Lembaga Bahtsul Masail Nahdlatul Ulama (LBMNU) Jawa Timur (Jatim ) tegaskan penggunaan karmin sebagai bahan pewarna dalam makanan komersial seperti Yougurt, susu, permen dan lain-lain adalah najis. Hal ini diungkapkan dalam Konferensi Pers Hasil Bahtsul Masail LBMNU Jatim di Kantor PWNU Jatim, Selasa (12/09/2023)
LBMNU dengan madzhab Syafi’i menyebutkan bahwa pewarna karmin yang berasal dari ekstrak serangga jenis cochineal atau kutu daun ini dianggap sebagai bangkai yang dilarang dikonsumsi karena tergolong najis dan menjijikkan, kecuali menurut sebagian pendapat dalam madzhab Maliki.
Bahkan meski bukan untuk keperluan konsumsi, penggunaan karmin dalam keperluan lainnya seperti dalam lipstik yang tergolong produk kosmetik menurut mayoritas pendapat dalam madzhab Syafi’i juga dianggap najis. Hal ini tentunya berujung pada hukum haram mengonsumsi makanan atau produk kosmetik lainya yang mengandung pewarna karmin karena tergolong najis.
Pewarna karmin biasanya digunakan untuk menghasilkan warna merah dalam suatu produk.

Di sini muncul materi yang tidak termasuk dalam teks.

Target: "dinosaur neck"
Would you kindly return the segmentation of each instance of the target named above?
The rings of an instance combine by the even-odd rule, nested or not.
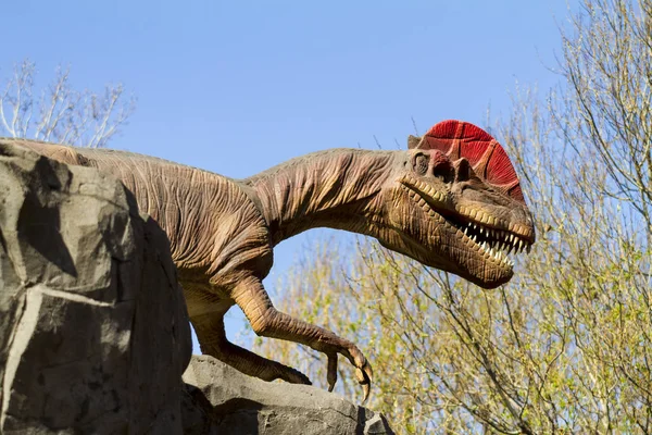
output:
[[[261,201],[273,245],[315,227],[376,236],[378,194],[396,152],[333,149],[290,160],[246,181]]]

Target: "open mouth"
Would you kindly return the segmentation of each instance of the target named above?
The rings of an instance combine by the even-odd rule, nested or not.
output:
[[[524,235],[524,227],[502,222],[478,210],[456,207],[455,211],[452,211],[444,195],[421,182],[410,182],[413,183],[402,185],[411,199],[428,215],[440,217],[446,225],[456,229],[455,236],[460,241],[476,251],[485,261],[511,271],[514,262],[507,256],[512,251],[529,252],[531,241]]]

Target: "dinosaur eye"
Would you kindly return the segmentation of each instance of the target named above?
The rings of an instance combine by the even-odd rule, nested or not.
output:
[[[414,170],[419,175],[425,175],[428,172],[428,158],[424,154],[418,154],[414,160]]]

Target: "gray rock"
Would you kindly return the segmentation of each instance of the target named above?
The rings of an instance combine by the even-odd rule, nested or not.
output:
[[[0,433],[180,433],[190,346],[123,185],[0,142]]]
[[[167,238],[131,194],[0,140],[0,433],[392,433],[190,350]]]
[[[267,383],[208,356],[184,373],[186,434],[392,434],[383,415],[308,385]]]

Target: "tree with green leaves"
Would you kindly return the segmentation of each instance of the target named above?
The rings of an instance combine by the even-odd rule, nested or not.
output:
[[[652,433],[652,1],[586,0],[569,23],[559,86],[517,88],[488,128],[537,219],[507,285],[369,240],[311,247],[278,285],[280,309],[361,346],[400,433]],[[256,347],[325,385],[310,349]]]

Seperti yang dijelaskan Katib Pengurus Wilayah Nahdlatul Ulama (PWNU) Jatim, KH Romadlon Chotib bahwa pewarna karmin yang sering kali digunakan dalam produk makanan atau lainnya biasanya ditandai dengan kode E-120.

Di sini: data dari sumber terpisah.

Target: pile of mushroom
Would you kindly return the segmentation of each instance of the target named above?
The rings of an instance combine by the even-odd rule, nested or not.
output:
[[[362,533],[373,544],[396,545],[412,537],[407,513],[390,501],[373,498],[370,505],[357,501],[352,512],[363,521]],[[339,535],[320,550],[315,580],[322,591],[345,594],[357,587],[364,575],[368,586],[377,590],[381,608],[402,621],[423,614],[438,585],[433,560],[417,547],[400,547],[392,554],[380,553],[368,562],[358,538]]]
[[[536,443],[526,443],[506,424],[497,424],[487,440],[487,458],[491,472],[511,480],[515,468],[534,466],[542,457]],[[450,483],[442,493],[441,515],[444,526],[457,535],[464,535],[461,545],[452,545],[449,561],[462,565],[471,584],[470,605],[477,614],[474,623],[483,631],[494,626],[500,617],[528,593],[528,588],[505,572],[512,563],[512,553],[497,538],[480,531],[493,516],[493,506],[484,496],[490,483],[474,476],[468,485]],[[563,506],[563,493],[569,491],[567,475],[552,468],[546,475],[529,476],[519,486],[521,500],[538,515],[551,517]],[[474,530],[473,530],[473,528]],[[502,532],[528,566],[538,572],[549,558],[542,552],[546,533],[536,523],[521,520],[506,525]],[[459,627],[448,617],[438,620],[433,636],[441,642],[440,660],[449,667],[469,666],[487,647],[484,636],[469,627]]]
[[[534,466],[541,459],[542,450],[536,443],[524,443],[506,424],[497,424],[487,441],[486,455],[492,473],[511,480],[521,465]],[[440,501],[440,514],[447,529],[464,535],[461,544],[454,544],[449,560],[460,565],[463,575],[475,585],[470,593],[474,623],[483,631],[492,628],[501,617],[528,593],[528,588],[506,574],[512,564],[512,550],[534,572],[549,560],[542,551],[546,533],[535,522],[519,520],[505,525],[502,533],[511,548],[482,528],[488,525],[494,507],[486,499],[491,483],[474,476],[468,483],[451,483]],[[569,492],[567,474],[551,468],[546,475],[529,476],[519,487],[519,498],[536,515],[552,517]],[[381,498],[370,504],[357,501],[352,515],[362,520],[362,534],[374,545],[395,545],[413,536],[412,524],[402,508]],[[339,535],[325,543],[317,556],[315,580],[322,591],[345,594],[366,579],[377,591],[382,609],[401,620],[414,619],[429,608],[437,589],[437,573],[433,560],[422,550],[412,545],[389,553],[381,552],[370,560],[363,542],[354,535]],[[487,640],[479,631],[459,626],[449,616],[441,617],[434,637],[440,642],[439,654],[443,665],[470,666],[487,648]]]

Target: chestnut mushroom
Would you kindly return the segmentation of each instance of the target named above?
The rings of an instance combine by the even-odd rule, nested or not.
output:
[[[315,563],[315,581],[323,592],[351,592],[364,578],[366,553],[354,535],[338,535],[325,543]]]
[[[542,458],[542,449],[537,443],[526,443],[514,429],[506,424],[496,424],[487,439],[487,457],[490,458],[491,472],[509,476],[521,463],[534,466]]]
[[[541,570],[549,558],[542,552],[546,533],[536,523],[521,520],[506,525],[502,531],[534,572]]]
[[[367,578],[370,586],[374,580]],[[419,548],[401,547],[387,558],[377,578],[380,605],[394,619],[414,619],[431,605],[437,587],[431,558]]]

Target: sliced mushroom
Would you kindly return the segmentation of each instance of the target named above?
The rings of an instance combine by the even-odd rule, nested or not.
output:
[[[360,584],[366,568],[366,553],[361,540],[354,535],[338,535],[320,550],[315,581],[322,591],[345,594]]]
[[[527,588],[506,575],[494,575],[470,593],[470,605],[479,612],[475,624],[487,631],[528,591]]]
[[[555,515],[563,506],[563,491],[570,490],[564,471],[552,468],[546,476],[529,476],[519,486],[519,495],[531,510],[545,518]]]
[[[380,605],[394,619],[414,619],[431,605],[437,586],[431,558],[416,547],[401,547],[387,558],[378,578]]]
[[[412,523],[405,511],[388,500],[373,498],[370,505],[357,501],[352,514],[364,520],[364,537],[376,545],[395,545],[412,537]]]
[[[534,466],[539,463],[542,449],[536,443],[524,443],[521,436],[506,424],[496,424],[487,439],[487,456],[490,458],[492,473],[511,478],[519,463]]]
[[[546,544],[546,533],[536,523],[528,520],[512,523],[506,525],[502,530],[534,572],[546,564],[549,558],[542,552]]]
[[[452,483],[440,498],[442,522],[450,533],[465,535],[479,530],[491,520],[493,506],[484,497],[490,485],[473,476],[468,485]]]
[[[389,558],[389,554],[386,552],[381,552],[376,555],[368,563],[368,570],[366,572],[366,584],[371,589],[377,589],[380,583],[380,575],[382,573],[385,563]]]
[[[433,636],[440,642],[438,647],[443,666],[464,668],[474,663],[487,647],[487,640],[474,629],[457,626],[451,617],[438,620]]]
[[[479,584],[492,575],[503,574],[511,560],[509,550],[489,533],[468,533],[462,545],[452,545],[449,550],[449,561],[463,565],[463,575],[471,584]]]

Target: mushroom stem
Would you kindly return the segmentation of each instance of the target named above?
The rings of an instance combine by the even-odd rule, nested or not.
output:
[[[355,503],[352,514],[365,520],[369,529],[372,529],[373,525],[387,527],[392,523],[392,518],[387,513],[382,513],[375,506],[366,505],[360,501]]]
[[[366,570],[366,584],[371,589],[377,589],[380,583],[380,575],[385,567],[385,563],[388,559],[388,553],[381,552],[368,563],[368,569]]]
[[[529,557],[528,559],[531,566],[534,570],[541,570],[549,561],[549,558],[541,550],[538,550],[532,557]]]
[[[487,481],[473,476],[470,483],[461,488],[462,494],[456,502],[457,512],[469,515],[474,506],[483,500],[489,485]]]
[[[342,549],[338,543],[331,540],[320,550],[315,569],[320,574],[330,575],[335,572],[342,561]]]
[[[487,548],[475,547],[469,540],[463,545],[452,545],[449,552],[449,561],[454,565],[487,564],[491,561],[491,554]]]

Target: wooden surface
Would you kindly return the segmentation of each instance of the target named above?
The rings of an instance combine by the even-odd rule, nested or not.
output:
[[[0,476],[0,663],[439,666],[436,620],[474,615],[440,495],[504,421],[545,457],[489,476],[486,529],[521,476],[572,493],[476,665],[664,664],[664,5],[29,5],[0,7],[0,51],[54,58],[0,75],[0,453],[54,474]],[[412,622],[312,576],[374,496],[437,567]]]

Ia menegaskan untuk menghindari produk makanan atau lainnya yang dalam komposisi pembuatannya memiliki kode tersebut. Hal ini karena kebiasaan mengonsumsi makanan haram akan membuat hati menjadi keras dan sulit untuk dikendalikan.
Menurutnya, apa yang telah diputuskan oleh LBMNU Jatim seharusnya menjadi perhatian bersama karena keputusan tersebut diambil setelah mempertimbangkan aspek keagamaan dan hukum Islam. Lebih-lebih, keputusan akan haramnya penggunaan karmin ini dihasilkan dari lembaga bahtsul masa’il yang telah menjadi bagian dari NU dengan menghadirkan tokoh-tokoh yang ahli dibidangnya. Di mana, untuk menyelesaikan sebuah persoalan, selalu didasarkan pada makalah-makalah atau kitab-kitab klasik.
Meski begitu, dalam keputusan bahtsul masa’il tersebut juga dijelaskan bahwa sebagian ulama seperti Imam Qoffal, Imam Malik, dan Imam Abi Hanifah menganggap bahwa karmin dianggap suci sehingga penggunaannya diperbolehkan karena serangga yang digunakan untuk menghasilkan karmin tidak memiliki darah yang dapat membusuk.
KH Romadlon Chotib menegaskan kepada seluruh umat Islam pada umumnya dan masyarakat nahdliyin pada khususnya sebagai penganut madzhab Syafi’i, seharusnya lebih berhati-hati dan jeli dalam memilih produk serta berupaya untuk menghindari penggunaan produk dengan bahan pewarna yang haram seperti karmin. Karena menjauhi hal yang haram adalah bagian dari upaya mencari berkah dalam hidup.